The Providence, Rhode Island Ivy League school announced today that it will eliminate student loans – and replace them with grants that do not have to be repaid.
As reported in The Hill, Brown will completely remove student loans from financial aid packages for Brown’s 6,500 current undergraduate students as well as future undergraduate students.
Were committed to making a Brown education accessible to students from all income groups, so we can continue to accept the very best and brightest students from around the world, Brown President Christina Paxson said in a press release. When students and their families are sitting at their dining room tables making decisions about where to apply to college, or whether to accept an offer of admission, we want them to know that Brown is an affordable choice.
In addition to increasing its financial aid budget by $4.5 million each year, Brown will raise $120 million as part of its existing $3 billion fundraising campaign.

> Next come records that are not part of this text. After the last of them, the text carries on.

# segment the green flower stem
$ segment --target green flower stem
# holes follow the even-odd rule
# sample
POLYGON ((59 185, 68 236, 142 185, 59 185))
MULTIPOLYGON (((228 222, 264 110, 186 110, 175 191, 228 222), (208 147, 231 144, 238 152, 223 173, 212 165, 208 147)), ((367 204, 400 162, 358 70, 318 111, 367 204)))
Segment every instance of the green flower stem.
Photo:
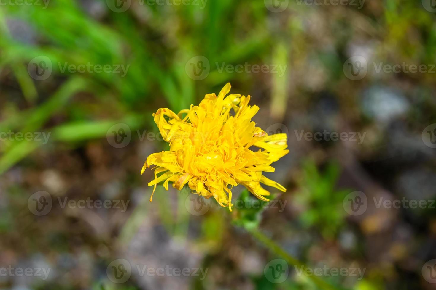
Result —
MULTIPOLYGON (((305 273, 305 270, 308 268, 309 267, 307 267, 297 259, 290 255, 289 253, 283 250, 274 241, 263 234, 257 229, 254 228, 249 228, 246 227, 245 228, 253 237, 263 244, 266 247, 270 249, 278 256, 283 258, 288 264, 294 265, 300 267, 302 267, 303 270, 303 273, 305 273)), ((322 289, 334 290, 334 288, 331 285, 317 276, 313 275, 310 276, 306 275, 306 276, 310 279, 317 286, 322 289)))

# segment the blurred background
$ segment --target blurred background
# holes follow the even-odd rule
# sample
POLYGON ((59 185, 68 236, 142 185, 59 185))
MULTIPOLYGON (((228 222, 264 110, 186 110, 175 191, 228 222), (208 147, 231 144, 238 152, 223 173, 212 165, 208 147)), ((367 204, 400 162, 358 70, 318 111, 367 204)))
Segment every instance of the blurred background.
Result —
POLYGON ((435 13, 0 1, 0 289, 436 289, 435 13), (267 174, 286 192, 150 203, 141 168, 167 148, 152 113, 228 82, 288 134, 267 174))

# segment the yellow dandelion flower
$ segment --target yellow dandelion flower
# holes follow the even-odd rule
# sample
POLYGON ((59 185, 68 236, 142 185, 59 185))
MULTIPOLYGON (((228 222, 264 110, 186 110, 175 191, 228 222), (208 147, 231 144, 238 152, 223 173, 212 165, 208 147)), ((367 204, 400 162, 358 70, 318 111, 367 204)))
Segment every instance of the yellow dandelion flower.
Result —
POLYGON ((154 186, 150 201, 161 182, 167 190, 170 182, 179 190, 187 184, 194 193, 206 198, 213 197, 231 211, 233 186, 242 184, 265 201, 270 193, 261 183, 286 190, 262 172, 274 172, 271 164, 289 152, 287 136, 268 135, 256 127, 251 119, 259 107, 249 106, 249 95, 226 97, 230 87, 227 83, 218 97, 208 94, 198 106, 191 105, 178 114, 167 108, 153 114, 170 150, 150 155, 141 171, 142 174, 151 165, 156 166, 154 180, 148 183, 154 186), (259 149, 252 151, 253 146, 259 149))

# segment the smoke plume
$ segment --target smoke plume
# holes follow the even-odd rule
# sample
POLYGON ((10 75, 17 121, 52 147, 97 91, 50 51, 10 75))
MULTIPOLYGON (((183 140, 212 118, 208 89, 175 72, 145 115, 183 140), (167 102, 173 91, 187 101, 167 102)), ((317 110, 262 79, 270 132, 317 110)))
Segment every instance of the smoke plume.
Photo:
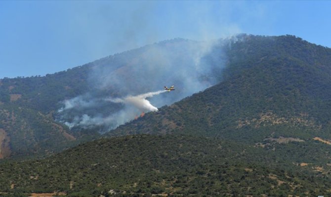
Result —
POLYGON ((234 39, 177 38, 90 63, 91 88, 63 101, 57 119, 72 128, 98 126, 103 132, 133 120, 142 112, 157 111, 158 107, 203 91, 220 81, 227 61, 224 46, 230 45, 234 39), (172 85, 176 90, 171 93, 157 91, 172 85), (144 92, 148 93, 141 94, 144 92))

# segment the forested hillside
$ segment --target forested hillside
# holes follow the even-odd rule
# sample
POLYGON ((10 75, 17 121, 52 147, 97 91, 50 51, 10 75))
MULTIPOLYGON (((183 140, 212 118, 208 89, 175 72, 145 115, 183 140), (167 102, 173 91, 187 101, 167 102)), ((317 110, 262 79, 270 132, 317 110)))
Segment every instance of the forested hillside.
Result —
MULTIPOLYGON (((3 161, 0 191, 330 195, 331 50, 290 35, 237 38, 222 45, 220 83, 103 135, 110 138, 42 160, 3 161)), ((220 50, 204 61, 218 62, 220 50)))
MULTIPOLYGON (((105 98, 162 89, 166 85, 163 82, 162 85, 153 83, 156 86, 152 87, 146 85, 146 83, 152 84, 150 81, 138 83, 135 80, 143 79, 140 76, 132 76, 137 75, 136 72, 152 72, 149 71, 150 65, 158 66, 154 64, 157 62, 158 60, 154 59, 157 56, 178 60, 176 64, 186 66, 182 64, 184 60, 194 57, 190 56, 191 53, 182 56, 174 51, 184 54, 187 53, 183 49, 198 50, 197 43, 183 39, 167 40, 45 76, 0 79, 0 147, 3 148, 0 150, 3 151, 0 158, 47 155, 80 142, 97 138, 100 133, 133 119, 142 111, 136 109, 131 112, 133 118, 108 121, 107 125, 109 116, 116 119, 117 113, 121 113, 124 107, 120 103, 106 101, 105 98), (127 79, 128 81, 115 84, 112 79, 116 76, 127 79), (73 103, 70 103, 72 100, 73 103), (70 109, 65 108, 68 102, 71 106, 70 109), (88 105, 90 106, 85 107, 88 105), (86 117, 89 120, 85 120, 86 117)), ((159 74, 171 76, 164 75, 163 72, 159 74)), ((160 76, 155 77, 161 79, 160 76)), ((195 90, 181 91, 184 93, 175 94, 177 96, 174 97, 168 95, 165 99, 172 103, 171 100, 182 98, 182 94, 190 95, 195 90)))
MULTIPOLYGON (((2 164, 0 191, 75 197, 327 195, 330 166, 311 164, 308 154, 289 155, 308 144, 275 144, 276 152, 193 135, 103 139, 42 160, 2 164), (309 164, 297 163, 302 161, 309 164)), ((321 150, 315 163, 321 161, 325 146, 309 148, 321 150)))
POLYGON ((331 50, 293 36, 242 39, 227 49, 221 83, 107 134, 331 139, 331 50))

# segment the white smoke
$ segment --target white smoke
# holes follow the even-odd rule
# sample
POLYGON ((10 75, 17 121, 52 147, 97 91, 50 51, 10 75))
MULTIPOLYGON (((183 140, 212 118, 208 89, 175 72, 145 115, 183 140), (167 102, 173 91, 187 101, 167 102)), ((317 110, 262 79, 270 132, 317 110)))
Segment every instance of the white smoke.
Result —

The ambitious goal is part of The Brown Promise: The Future of Financial Aid At Brown, which builds upon Brown’s need-blind admissions policy launched in 2003.
In June, through its "Go Blue Guarantee," the University of Michigan announced that it will provide free tuition beginning in January 2018 for up to four years for in-state students with family income of up to $65,000 and who meet other eligibility criteria.
In January, New York Governor Andrew Cuomo introduced the Excelsior Scholarship to offer free tuition at all New York’s public colleges and universities.